The art is a mixed bag. The maps are pretty enough, and it's cool to see and interact with places like Rivendell and Isengard. The scale doesn't seem quite right, though. Everything is smaller than it appeared in the movies, and places like the Mines of Moria and Helm's Deep don't have that epic feel to them. The character models look pretty good, but there isn't much variation between the generic versions. It can be distracting to wonder when that group of orcs or elves running toward you acquired cloning technology. The Balrog is very cool-looking, though. The music is, of course, fantastic; they've added sections of the movie soundtrack to the game, and they did an excellent job of timing it for objectives and victories.
The game has several multiplayer modes in addition to the typical deathmatch scenarios: Conquest places a series of flags throughout a map, and your team needs to control each point long enough to raise your banner there. Capture the Ring places the One Ring in the middle of the playing field, the goal being to grab it and take it to your enemy's base. There are also a limited number of larger units (i.e. trolls, Ents, horses, etc.) that players can control, but they are not noticeably more powerful. You have the option of running with a bunch of AI friends and foes to fill out the field of war. They don't have much of an impact, but it makes things look more like an actual battle. Melee classes seem to be at a slight disadvantage here — between typical online latency and the propensity for real players to move away, it can be very hard to actually hit anything. Scouts in particular have a rough time. Anyone who's played for a while can pick up the blur of a cloaked Scout, and it's almost impossible to backstab somebody who is specifically trying to avoid it. Given that missing a backstab leaves you exposed and vulnerable, you're better off looking for another target. There's also Co-op play, which can be more entertaining if you've got a friend or three to play with. Perhaps the nicest part is having teammates is that they'll know to peel a pesky Warrior off of you before you get killed. A coordinated group is very, very tough to beat. Unfortunately, the combat, while more frenzied, is even less forgiving to your character's recovery time after performing a move. Completely miss with that heavy attack? Time to respawn. Again.

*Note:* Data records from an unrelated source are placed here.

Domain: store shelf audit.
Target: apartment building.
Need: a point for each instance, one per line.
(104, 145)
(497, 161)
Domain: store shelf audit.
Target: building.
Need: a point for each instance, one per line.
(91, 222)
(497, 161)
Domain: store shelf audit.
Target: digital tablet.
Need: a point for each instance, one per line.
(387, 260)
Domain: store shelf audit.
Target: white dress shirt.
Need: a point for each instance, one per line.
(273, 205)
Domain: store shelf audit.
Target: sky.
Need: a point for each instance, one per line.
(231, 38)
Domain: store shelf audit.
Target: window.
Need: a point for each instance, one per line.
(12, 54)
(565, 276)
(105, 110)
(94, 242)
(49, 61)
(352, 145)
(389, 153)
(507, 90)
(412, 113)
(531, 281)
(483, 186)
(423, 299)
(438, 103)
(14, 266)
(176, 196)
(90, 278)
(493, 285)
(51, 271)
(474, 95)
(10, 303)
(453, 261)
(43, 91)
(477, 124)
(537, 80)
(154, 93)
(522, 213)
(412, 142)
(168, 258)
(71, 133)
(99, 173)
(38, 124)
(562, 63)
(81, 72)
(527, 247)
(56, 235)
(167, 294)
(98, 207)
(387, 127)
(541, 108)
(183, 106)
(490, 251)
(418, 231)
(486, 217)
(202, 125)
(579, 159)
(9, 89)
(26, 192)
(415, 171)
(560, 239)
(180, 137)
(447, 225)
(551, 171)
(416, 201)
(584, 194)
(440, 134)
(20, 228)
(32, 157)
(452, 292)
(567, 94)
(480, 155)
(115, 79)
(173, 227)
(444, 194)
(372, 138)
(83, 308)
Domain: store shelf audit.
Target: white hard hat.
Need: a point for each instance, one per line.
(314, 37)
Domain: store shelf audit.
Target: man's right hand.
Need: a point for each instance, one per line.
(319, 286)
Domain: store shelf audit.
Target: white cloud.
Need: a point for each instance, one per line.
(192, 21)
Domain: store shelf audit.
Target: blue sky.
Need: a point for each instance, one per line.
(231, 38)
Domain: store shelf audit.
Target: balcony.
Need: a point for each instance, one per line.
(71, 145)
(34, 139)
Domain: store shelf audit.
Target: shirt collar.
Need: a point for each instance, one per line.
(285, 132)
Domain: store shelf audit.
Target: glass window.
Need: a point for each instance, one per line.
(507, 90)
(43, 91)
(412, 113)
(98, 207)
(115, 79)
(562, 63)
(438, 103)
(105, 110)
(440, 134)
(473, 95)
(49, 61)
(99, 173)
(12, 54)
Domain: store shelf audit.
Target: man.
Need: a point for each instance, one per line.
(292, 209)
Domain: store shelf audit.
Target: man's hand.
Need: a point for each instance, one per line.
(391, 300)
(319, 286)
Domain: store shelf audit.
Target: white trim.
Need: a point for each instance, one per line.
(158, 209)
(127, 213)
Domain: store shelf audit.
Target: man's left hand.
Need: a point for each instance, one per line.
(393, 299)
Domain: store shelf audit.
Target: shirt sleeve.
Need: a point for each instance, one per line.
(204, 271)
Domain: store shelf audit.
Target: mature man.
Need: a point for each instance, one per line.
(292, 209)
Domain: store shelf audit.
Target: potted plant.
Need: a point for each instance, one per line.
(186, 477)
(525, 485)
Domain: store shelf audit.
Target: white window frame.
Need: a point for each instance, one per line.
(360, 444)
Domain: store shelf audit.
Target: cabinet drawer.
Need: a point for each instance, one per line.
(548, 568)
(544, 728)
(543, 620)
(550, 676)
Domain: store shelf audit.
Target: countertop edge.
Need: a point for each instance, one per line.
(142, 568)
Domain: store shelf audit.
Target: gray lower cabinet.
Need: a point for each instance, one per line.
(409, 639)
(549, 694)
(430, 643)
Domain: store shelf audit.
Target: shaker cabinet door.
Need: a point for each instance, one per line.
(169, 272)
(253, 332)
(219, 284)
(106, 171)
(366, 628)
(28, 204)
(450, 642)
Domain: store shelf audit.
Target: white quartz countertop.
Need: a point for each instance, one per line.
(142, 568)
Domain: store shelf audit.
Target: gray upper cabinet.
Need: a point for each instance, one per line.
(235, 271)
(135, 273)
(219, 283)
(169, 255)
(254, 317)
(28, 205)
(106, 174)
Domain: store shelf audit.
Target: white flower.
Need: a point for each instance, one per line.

LotR: Conquest relies heavily on the movies to establish its style. Perhaps too heavily; there's not much in this game that will surprise you or make you wonder what's around the next corner. If you're not a fan of Lord of the Rings or you don't particularly care for this type of action game, Conquest doesn't bring anything new that would change your mind. On the other hand, if you're a nut about the books or movies, and would like a light, quick romp through Middle Earth (without minding the liberties taken with the plot for the sake of gameplay), this will fit the bill. The environments, regardless of scale, are quite recognizable, and it's neat to participate in the same fights you've seen in the movie theater. If you were waiting for the One Game to do justice to Tolkien's universe... well, keep waiting.